FDA Adds Fingernail Psoriasis to Prescribing Information for AbbVie’s Humira Therapy

FDA Adds Fingernail Psoriasis to Prescribing Information for AbbVie’s Humira Therapy

The U.S. Food and Drug Administration (FDA) has approved the inclusion of fingernail psoriasis in prescribing information for Humira (adalimumab, AbbVie) a drug used by patients with moderate to severe chronic plaque psoriasis.

The decision is based on data from a multicenter, double-blind, randomized, parallel-arm, placebo-controlled Phase 3 clinical trial (NCT02016482) that evaluated the safety and efficacy of Humira for the treatment of nail psoriasis in patients with chronic plaque psoriasis.

In this clinical trial, 217 patients were randomized to 26 weeks of treatment either with Humira (40 mg every other week, starting one week after an initial 80 mg dose) or placebo.

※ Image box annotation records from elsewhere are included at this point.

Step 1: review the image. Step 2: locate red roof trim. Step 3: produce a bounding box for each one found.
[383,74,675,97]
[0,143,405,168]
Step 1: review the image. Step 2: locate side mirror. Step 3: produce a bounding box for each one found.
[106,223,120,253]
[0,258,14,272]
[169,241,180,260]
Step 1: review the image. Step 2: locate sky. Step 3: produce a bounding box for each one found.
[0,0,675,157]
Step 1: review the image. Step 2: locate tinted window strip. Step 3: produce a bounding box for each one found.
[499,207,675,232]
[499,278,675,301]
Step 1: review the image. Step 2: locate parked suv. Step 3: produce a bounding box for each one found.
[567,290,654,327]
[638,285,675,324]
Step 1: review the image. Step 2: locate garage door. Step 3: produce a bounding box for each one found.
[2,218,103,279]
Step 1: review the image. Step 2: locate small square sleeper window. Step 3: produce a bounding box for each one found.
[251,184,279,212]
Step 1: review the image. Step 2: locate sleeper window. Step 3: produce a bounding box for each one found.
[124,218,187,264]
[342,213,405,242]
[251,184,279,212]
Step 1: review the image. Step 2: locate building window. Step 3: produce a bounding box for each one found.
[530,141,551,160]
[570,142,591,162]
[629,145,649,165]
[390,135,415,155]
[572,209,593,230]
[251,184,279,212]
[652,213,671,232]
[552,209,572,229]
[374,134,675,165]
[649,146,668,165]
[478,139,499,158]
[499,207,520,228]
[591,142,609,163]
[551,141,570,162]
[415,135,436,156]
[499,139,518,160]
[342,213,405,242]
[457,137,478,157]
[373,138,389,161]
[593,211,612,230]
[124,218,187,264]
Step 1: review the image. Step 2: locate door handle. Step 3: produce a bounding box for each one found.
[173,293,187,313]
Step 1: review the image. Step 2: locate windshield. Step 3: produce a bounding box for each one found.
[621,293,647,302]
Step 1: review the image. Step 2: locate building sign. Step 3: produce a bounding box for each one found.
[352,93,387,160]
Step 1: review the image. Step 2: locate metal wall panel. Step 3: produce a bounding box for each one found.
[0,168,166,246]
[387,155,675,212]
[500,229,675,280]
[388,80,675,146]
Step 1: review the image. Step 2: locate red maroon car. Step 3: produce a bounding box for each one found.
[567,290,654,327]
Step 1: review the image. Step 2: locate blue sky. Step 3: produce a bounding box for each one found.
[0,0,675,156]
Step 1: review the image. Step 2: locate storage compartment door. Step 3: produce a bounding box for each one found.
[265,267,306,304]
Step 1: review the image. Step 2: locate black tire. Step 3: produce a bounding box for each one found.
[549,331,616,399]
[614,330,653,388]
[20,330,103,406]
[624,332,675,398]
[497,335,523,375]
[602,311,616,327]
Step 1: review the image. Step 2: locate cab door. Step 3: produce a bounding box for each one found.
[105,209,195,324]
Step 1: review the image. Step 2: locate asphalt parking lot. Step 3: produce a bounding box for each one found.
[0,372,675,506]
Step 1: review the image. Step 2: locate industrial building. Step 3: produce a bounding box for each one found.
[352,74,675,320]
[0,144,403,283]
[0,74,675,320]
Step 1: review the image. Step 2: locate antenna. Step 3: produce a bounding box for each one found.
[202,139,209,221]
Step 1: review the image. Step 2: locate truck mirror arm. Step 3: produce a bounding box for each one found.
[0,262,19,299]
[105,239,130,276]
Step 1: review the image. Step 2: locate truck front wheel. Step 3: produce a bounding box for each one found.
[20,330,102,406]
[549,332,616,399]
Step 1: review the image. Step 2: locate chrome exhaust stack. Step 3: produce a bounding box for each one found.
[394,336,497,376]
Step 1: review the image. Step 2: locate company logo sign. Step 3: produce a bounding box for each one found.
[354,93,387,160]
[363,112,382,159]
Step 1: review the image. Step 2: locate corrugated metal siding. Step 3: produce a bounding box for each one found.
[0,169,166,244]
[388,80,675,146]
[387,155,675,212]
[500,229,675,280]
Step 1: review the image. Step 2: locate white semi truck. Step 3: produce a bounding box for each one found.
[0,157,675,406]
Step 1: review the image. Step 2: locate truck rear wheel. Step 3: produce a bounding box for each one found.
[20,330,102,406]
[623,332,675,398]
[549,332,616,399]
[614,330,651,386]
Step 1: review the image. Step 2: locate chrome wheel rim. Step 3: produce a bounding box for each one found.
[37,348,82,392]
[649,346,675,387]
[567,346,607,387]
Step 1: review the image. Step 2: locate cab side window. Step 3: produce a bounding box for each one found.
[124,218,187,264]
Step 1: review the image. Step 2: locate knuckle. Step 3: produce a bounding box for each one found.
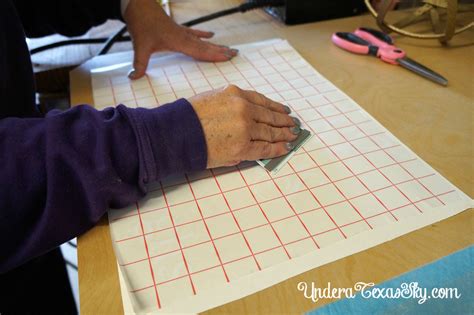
[224,84,241,95]
[262,143,272,156]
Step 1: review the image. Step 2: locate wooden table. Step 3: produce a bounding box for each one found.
[71,0,474,314]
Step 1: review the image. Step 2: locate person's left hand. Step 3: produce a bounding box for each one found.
[124,0,237,79]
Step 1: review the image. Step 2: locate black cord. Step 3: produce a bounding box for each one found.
[30,0,285,55]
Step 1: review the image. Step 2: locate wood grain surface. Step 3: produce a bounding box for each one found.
[71,0,474,314]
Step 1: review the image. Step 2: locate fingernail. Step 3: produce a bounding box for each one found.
[291,117,301,126]
[128,69,135,80]
[290,126,301,135]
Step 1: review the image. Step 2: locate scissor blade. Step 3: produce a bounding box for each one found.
[397,57,448,86]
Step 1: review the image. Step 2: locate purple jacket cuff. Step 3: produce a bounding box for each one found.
[124,99,207,183]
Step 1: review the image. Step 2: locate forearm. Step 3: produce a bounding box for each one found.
[0,100,207,272]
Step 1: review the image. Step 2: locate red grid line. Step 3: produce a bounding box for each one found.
[186,175,229,282]
[127,190,455,293]
[262,51,378,227]
[211,169,262,270]
[102,42,462,307]
[136,203,161,309]
[115,163,426,243]
[237,159,291,259]
[275,47,408,221]
[161,181,196,295]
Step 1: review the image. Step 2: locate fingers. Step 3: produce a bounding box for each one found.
[187,28,214,38]
[250,123,301,143]
[246,141,292,161]
[128,45,152,80]
[250,106,298,127]
[242,90,291,114]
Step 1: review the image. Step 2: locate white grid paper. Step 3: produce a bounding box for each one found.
[92,40,472,312]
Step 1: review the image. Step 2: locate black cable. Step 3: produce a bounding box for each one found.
[30,36,130,55]
[97,26,127,56]
[182,0,285,27]
[30,0,285,55]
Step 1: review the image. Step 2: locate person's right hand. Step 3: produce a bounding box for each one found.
[189,85,301,168]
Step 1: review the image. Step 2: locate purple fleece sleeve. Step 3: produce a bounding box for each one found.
[0,99,207,273]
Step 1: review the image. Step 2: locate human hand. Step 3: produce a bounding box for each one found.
[189,85,301,168]
[124,0,237,79]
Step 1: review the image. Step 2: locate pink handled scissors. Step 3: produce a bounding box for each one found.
[332,27,448,86]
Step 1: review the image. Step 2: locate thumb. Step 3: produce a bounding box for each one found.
[128,45,151,80]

The results showed that 48.9 percent of adult patients treated with Humira achieved an assessment of clear or minimal with at least a two-grade improvement from baseline in signs and symptoms of fingernail psoriasis, compared to 6.9 percent of placebo patients. No safety issues were reported. Meanwhile, 56.9 percent of Humira-treated patients experienced adverse events, while 55.6 percent on placebo had some form of reaction.

Fingernail psoriasis affects half of all psoriasis patients. A form of chronic plaque psoriasis, it is characterized by pitting, deformation, thickening, discoloration, pain and separation of the nail from the nail bed. An estimated 10 to 78 percent of all patients with psoriasis have psoriatic nail disease, and 5 to 10 percent of patients have isolated nail psoriasis.

“Fingernail psoriasis is often difficult to treat, and we are pleased the FDA recognized the importance of these data so that more healthcare providers can make informed medical decisions when prescribing treatments for those living with psoriasis,”John Medich, PhD, AbbVie’s vice-president of clinical development, said in a press release. “AbbVie’s nearly 20 years of research in immunology provides us with in-depth knowledge of challenging diseases and allows us to identify ways to address them. It is our hope that the fingernail psoriasis data will support healthcare providers treating this difficult condition.”

The FDA approved Humira in 2008 to treat adult patients with moderate to severe chronic plaque psoriasis who are ready for systemic therapy or phototherapy, and who are under the care of a physician who will make a decision if other systemic therapies are less suitable.